É uma pena que Groeningen e Davies não mantém por muito tempo esta consistência durante o filme. Querido Menino é marcado por uma narrativa sem foco e subtramas vazias, que se perde em linhas temporais problemáticas – o recurso é usado sem pena e dó e sua repetição exaustiva gera momentos arrastados – através de uma montagem aleatória pouco sutil. O roteiro em nenhum momento busca dar explicações para o vício de Nic e por isso, acabamos sem entender o seu comportamento ou assimilar seu sofrimento. Esse é um grave problema do roteiro que nunca foge da superfície dos sentimentos do adolescente, o que torna sua nova recaída, na metade do filme, depois de meses sem consumir drogas, implausível ou vaga perante os olhos do público.

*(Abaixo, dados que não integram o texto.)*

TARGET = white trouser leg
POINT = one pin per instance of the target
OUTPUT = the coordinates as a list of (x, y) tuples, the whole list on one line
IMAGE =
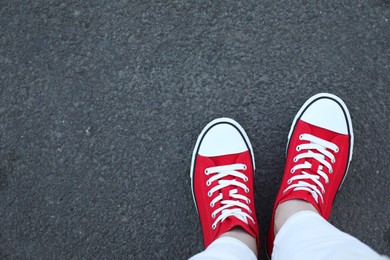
[(306, 235), (226, 248)]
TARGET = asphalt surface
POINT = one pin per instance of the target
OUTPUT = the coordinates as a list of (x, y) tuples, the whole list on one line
[(101, 103)]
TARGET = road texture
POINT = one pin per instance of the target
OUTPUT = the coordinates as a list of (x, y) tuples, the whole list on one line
[(101, 103)]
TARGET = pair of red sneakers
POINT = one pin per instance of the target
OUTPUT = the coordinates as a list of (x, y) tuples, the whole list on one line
[(319, 150)]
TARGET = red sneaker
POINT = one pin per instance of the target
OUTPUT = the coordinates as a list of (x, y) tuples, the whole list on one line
[(222, 178), (319, 151)]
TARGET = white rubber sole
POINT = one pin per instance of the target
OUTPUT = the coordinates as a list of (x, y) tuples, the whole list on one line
[(346, 114), (200, 138)]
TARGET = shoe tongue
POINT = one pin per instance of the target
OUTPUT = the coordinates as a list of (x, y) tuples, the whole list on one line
[(239, 216)]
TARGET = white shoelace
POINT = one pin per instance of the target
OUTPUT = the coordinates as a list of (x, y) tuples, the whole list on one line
[(232, 205), (316, 149)]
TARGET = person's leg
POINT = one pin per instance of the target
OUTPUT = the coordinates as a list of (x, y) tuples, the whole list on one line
[(318, 155), (222, 178), (307, 235)]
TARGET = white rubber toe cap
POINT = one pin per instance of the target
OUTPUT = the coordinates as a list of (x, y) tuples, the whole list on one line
[(222, 138), (327, 111)]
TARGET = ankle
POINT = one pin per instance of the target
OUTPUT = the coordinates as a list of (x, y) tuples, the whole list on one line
[(288, 208), (243, 236)]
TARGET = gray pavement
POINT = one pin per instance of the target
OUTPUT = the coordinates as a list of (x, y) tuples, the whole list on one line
[(101, 103)]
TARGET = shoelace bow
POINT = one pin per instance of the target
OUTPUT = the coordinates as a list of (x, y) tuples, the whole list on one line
[(232, 205), (307, 152)]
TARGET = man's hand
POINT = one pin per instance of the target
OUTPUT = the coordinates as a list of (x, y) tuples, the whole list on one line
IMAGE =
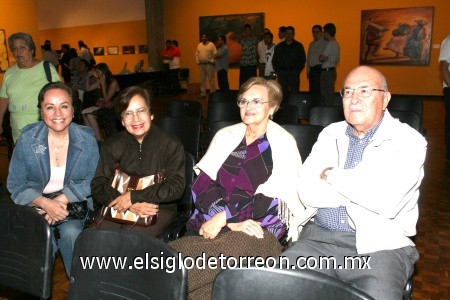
[(249, 227), (211, 228)]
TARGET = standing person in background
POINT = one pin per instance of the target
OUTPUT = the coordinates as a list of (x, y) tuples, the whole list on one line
[(329, 58), (174, 69), (50, 56), (269, 72), (204, 56), (22, 83), (288, 61), (73, 62), (247, 64), (261, 52), (282, 33), (444, 60), (85, 53), (108, 89), (222, 55), (65, 61), (313, 64), (166, 55)]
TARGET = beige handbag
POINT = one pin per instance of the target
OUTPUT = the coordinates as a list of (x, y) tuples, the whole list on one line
[(124, 183)]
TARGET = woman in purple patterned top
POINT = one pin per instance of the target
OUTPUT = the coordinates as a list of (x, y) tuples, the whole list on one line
[(228, 199), (245, 195)]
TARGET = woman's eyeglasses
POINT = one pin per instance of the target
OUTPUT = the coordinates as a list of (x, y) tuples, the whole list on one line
[(140, 113), (256, 103)]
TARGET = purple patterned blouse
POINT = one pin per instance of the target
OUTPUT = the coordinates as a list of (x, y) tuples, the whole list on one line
[(234, 190)]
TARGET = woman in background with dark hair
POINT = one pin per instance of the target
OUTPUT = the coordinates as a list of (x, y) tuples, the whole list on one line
[(142, 149), (105, 88), (22, 83)]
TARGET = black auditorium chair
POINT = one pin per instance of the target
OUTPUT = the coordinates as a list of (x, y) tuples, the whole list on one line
[(304, 103), (409, 117), (305, 135), (183, 76), (187, 129), (280, 283), (185, 205), (140, 277), (407, 103), (184, 108), (325, 115), (287, 114), (26, 262)]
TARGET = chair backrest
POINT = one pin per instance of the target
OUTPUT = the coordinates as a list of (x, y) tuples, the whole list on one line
[(407, 103), (222, 97), (139, 277), (276, 283), (223, 111), (26, 262), (325, 115), (187, 129), (303, 101), (287, 114), (216, 126), (409, 117), (305, 135), (184, 74), (184, 108)]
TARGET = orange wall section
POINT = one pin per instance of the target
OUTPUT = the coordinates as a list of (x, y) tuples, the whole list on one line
[(345, 14), (132, 33)]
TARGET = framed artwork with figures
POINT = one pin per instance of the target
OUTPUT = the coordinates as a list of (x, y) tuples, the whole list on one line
[(398, 36)]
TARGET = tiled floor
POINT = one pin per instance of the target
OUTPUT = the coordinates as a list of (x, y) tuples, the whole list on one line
[(431, 280)]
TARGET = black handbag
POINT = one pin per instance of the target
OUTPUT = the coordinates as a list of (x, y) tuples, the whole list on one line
[(77, 210)]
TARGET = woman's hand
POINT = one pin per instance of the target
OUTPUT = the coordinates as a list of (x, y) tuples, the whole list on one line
[(249, 227), (121, 203), (61, 198), (56, 210), (144, 209), (211, 228)]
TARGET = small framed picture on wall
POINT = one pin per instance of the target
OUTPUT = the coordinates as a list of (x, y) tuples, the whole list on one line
[(128, 50), (113, 50), (99, 51), (143, 48)]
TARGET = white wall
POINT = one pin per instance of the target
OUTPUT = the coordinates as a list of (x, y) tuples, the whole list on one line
[(68, 13)]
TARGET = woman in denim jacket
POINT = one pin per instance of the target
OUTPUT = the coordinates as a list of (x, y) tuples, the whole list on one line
[(55, 156)]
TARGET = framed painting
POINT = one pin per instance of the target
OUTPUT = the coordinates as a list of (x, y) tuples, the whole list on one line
[(113, 50), (398, 36), (143, 48), (4, 62), (99, 51), (231, 26), (128, 50)]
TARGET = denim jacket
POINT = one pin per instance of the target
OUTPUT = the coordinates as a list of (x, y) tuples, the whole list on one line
[(29, 169)]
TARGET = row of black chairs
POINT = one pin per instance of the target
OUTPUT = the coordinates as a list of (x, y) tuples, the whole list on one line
[(151, 270)]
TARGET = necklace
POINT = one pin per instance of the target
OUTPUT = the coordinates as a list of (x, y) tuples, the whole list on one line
[(57, 148)]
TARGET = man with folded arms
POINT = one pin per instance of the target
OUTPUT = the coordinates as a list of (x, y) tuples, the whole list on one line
[(363, 177)]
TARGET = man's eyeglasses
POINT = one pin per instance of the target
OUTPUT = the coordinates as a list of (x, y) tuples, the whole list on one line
[(362, 91), (140, 113), (256, 103)]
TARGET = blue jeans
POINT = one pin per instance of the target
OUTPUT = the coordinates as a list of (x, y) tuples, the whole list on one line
[(68, 233)]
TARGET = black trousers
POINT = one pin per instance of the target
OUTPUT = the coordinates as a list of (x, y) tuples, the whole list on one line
[(314, 79), (222, 80), (289, 81), (245, 73)]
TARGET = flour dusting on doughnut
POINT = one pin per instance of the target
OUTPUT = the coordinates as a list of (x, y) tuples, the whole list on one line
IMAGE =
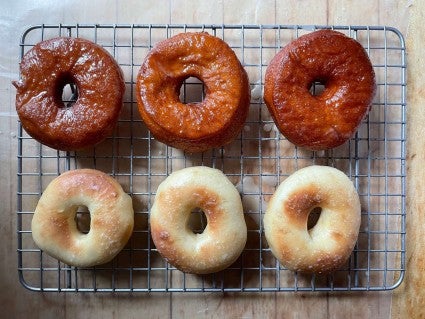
[(329, 243), (224, 236), (54, 229)]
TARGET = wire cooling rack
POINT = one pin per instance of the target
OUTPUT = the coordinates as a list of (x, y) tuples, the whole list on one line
[(256, 162)]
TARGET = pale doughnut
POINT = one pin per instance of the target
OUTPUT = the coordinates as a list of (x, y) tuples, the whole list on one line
[(55, 231), (224, 237), (326, 246)]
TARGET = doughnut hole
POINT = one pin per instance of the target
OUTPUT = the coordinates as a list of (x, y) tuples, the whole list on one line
[(317, 87), (197, 221), (82, 219), (67, 91), (192, 90), (313, 218)]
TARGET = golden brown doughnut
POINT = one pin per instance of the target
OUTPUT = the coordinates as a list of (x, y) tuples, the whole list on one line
[(324, 121), (45, 70), (326, 246), (193, 127), (55, 231), (224, 237)]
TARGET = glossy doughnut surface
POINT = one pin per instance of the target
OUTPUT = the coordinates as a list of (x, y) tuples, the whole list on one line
[(45, 70), (326, 120), (193, 127)]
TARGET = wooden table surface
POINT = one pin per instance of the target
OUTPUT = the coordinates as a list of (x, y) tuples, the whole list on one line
[(407, 301)]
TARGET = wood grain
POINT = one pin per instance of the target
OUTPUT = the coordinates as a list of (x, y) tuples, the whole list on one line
[(406, 301), (409, 299)]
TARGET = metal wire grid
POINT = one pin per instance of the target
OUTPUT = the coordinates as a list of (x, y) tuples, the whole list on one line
[(256, 162)]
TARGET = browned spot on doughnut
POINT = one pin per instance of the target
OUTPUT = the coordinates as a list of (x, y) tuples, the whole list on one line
[(299, 205), (209, 202), (96, 185), (337, 236), (164, 235)]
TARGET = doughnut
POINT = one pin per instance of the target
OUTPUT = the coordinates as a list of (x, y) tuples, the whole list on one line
[(225, 234), (193, 127), (45, 70), (326, 120), (54, 228), (328, 244)]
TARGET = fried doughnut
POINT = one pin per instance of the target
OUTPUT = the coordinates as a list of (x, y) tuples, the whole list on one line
[(327, 120), (193, 127), (54, 228), (224, 237), (45, 70), (326, 246)]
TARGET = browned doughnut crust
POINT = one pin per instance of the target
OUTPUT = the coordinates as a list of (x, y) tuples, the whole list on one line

Essa negligência, por parte do texto de Davies, aparece também nas subtramas desleixadas relacionadas às personagens femininas da mãe Vickie (Amy Ryan) e da madrastra Karen (a ótima Maura Tierney). Ambas não conseguem construir qualquer tipo de relação de proximidade com o espectador. Groeningen também cria algumas cenas equivocadas, como uma perseguição de carro que praticamente não resulta em nada, sem agregar questões dramáticas ao filme. Há também cenas no presente de David que são entrecortadas bruscamente com experiências do passado entre ele e o filho, sem qualquer finalidade narrativa condizente.

É verdade que tanto Steve Carell e Timothée Chalamet  carregam o filme nas costas por estabeleceram uma boa química parental. Os dois esbanjam força de vontade e energia para defender os seus papéis, mesmo quando o roteiro tenta sabotá-los. Tanto que quando estão juntos em cena, “Querido Menino” ganha ânimo no aspecto dramático. Havia a possibilidade de o jovem ator ganhar uma indicação para o Oscar deste ano, o que não seria demérito algum, mas, como o filme é sem foco narrativo é compreensível seu esquecimento na reta final das premiações.

Em resumo, Querido Menino se sustenta pelas performances dos dois atores, alguns bons momento dramáticos, concentrados principalmente na parte inicial e uma premissa interessante. Se Felix Van Groeningen soube criar momentos intensos que mesclavam o poético e o melancólico em Alabama Monroe, aqui o diretor tem grandes dificuldades em mostrar ou compreender os objetivos do seu longa, por divagar a maior parte do tempo. Com tanto potencial e uma premissa interessante, Querido Menino é um drama bagunçado e com um texto cheio de contradições.